🤖 AI Summary
Existing dual-system vision-language-action (VLA) models suffer from inefficiency due to the computationally expensive per-step invocation of the vision-language model (VLM) backbone and high redundancy among features from adjacent frames. This work proposes Latent Bridge, a lightweight, architecture-agnostic mechanism that predicts the difference between VLM features across consecutive timesteps, enabling the action head to operate on predicted features while invoking the VLM backbone only periodically. The approach supports task-agnostic DAgger training and seamlessly transfers across multiple benchmarks without architectural modifications. By integrating feature-space bridging (GR00T-N1.6) and KV-cache bridging (π0.5), Latent Bridge achieves 95–100% performance retention on LIBERO, RoboCasa, and ALOHA benchmarks while reducing VLM invocations by 50–75% and accelerating inference by 1.65–1.73×.
📝 Abstract
Dual-system Vision-Language-Action (VLA) models achieve state-of-the-art robotic manipulation but are bottlenecked by the VLM backbone, which must
execute at every control step while producing temporally redundant features.

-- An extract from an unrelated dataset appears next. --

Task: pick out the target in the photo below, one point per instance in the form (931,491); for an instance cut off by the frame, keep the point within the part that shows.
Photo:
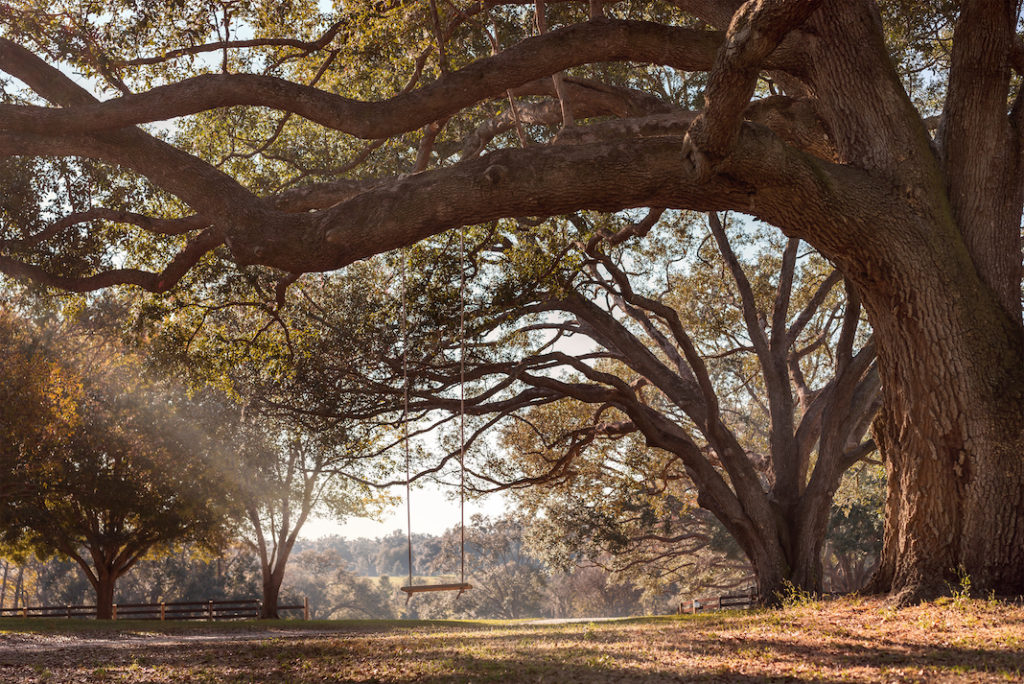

We propose Latent Bridge, a lightweight model that predicts VLM output
deltas between timesteps, enabling the action head to operate on predicted outputs while the expensive VLM backbone is called only periodically. We
instantiate Latent Bridge on two architecturally distinct VLAs: GR00T-N1.6 (feature-space bridge) and π0.5 (KV-cache bridge), demonstrating that the
approach generalizes across VLA designs. Our task-agnostic DAgger training pipeline transfers across benchmarks without modification. Across four
LIBERO suites, 24 RoboCasa kitchen tasks, and the ALOHA sim transfer-cube task, Latent Bridge achieves 95-100% performance retention while reducing
VLM calls by 50-75%, yielding 1.65-1.73x net per-episode speedup.